Diese Situation wird sich zweifellos irgendwann auflösen. Denn die EZB hat bereits angekündigt, dass sie die nach wie vor hohen Inflationsraten mit weiteren Zinserhöhungen bekämpfen will. Das wird den Druck auf die Immobilienmärkte – sprich: auf die Preise – weiter erhöhen. Da die Renditen der Offenen Immobilienfonds in den vergangenen Jahren hauptsächlich auf den Aufwertungen der Bestände in den Portfolios beruhten, steht vielen Immobilienfonds jetzt wohl eine Korrektur bevor. Die Zeit der Bestands-Aufwertungen dürfte auf absehbare Zeit vorbei sein. Offen ist noch, in welchem Umfang rückläufige Immobilienbewertungen die Performance bremsen werden.
Nicht nur institutionelle Investoren sind derzeit zurückhaltend. Auch bei privaten Anlegern ist in den vergangenen Monaten die Begeisterung für das Thema Immobilien spürbar geschwunden.
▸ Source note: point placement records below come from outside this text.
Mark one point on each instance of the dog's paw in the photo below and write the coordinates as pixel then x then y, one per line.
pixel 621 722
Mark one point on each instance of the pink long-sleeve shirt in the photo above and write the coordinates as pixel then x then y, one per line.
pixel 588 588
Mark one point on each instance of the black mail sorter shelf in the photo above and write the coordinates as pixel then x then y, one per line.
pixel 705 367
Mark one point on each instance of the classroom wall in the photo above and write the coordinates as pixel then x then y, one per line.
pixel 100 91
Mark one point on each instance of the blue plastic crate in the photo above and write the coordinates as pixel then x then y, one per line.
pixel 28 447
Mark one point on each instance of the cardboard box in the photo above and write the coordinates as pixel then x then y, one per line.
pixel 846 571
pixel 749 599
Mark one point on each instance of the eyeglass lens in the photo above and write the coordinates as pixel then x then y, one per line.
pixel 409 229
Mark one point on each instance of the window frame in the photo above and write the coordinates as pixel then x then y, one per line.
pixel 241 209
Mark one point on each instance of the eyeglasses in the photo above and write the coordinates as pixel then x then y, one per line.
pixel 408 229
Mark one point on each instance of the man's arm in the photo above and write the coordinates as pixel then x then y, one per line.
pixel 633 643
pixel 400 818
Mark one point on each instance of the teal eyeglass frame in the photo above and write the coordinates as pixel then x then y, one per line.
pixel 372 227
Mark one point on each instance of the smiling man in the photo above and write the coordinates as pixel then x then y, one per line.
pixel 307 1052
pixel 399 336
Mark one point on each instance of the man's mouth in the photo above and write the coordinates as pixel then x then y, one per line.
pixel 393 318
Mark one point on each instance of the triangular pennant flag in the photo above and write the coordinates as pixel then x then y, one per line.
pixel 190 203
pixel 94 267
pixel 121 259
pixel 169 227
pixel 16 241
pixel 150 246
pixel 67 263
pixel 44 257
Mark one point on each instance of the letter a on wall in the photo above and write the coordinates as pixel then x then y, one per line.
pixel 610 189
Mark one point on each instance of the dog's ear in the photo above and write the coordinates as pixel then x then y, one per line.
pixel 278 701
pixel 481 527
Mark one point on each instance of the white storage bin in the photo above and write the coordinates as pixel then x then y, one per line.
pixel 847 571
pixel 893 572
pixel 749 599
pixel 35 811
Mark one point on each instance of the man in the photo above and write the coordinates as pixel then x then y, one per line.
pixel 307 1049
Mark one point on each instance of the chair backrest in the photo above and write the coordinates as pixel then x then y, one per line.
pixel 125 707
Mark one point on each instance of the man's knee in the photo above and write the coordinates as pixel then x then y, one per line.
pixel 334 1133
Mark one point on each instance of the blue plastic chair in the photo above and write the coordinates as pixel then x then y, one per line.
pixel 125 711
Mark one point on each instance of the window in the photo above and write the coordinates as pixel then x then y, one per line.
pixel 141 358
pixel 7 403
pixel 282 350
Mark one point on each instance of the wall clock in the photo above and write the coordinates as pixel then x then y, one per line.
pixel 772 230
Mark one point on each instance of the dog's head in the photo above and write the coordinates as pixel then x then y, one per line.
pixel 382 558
Aufgrund der hohen Inflationsraten und gestiegener Energiepreise steht vielen Anlegern weniger Sparkapital zur Verfügung. Zum anderen haben die höheren Zinsen andere Anlagealternativen wie Festgeld oder Anleihen attraktiver gemacht. Die Zuflüsse in offene Immobilienfonds sind 2022 im Vergleich zum Vorjahr bereits deutlich gesunken. Auch für 2023 erwartet die Ratingagentur Scope in ihrer Analyse weiter zurückgehende Mittelzuflüsse.
Dass die Fondsgesellschaften die Kurse ihrer Immobilienfonds nicht schon jetzt scharf korrigieren müssen, hängt auch mit einem positiven Nebeneffekt der jüngsten Zinsanhebungen der EZB zusammen: Die Mehrzahl der Fonds legt ihre Liquidität vor allem in Tages- oder Termingeld an. Die Zinswende spült deshalb mehr Geld in die Kassen und stützt die Fondsrendite. Der Effekt ist nicht zu unterschätzen. Laut Scope bunkern die Fonds derzeit zwischen sieben und 29 Prozent ihres Vermögens als Liquiditätsreserve. Bei den Schwergewichten mit einem verwalteten Vermögen von mehr als 10 Milliarden Euro liegt der Anteil flüssiger Mittel demnach zwischen zwölf und 20 Prozent. Im Durchschnitt lag die Liquiditätsquote 2022 bei rund 15 Prozent. Geld, das derzeit auch nur schwer neu investiert werden kann. Der Grund: siehe oben.
Bei Wohnimmobilien sorgt nicht zuletzt der Krieg in der Ukraine für geringe Leerstände. Die durchschnittliche Vermietungsquote hat sich laut Scope 2022 mit rund 94% stabil gehalten. Die konjunkturellen Aussichten aufgrund der Auswirkungen des Ukraine-Krieges und die sich verändernden Nutzeranforderungen im Bürosektor und im Einzelhandel erhöhten jedoch die Risiken, so die Analysten. Bei den Gewerbeimmobilien sorgen die marktüblichen Mietverträge mit Inflationsindexierung noch für Stabilität bei den Einnahmen.
Die Ratingagentur Scope erwartet bis zum Ende des laufenden Jahres für Offene Immobilienpublikumsfonds eine durchschnittliche Performance zwischen zwei und 2,5 Prozent. Viele Fonds verfügten weiterhin über attraktive Objekte mit hohen Vermietungsquoten und bonitätsstarken Mietern. Die Liquiditätsquoten seien derzeit ausreichend hoch und die Fremdfinanzierungsquoten überwiegend gering. Zusätzlich schützten die gesetzlichen Mindesthalte- und Kündigungsfristen vor kurzfristigen Mittelabflüssen, so die Analysten.
Dass die Renditeaussichten deutlich unterhalb der Inflationsraten liegen, hat bei privaten Anlegern bisher noch nicht zu massiven Verkäufen geführt. Die 2013 eingeführten Regeln zu Mindesthalte- und Kündigungsfristen wirken hier stabilisierend. Dass Offene Immobilienfonds für Anleger an Attraktivität verlieren, zeichnet sich jedoch immer deutlicher ab.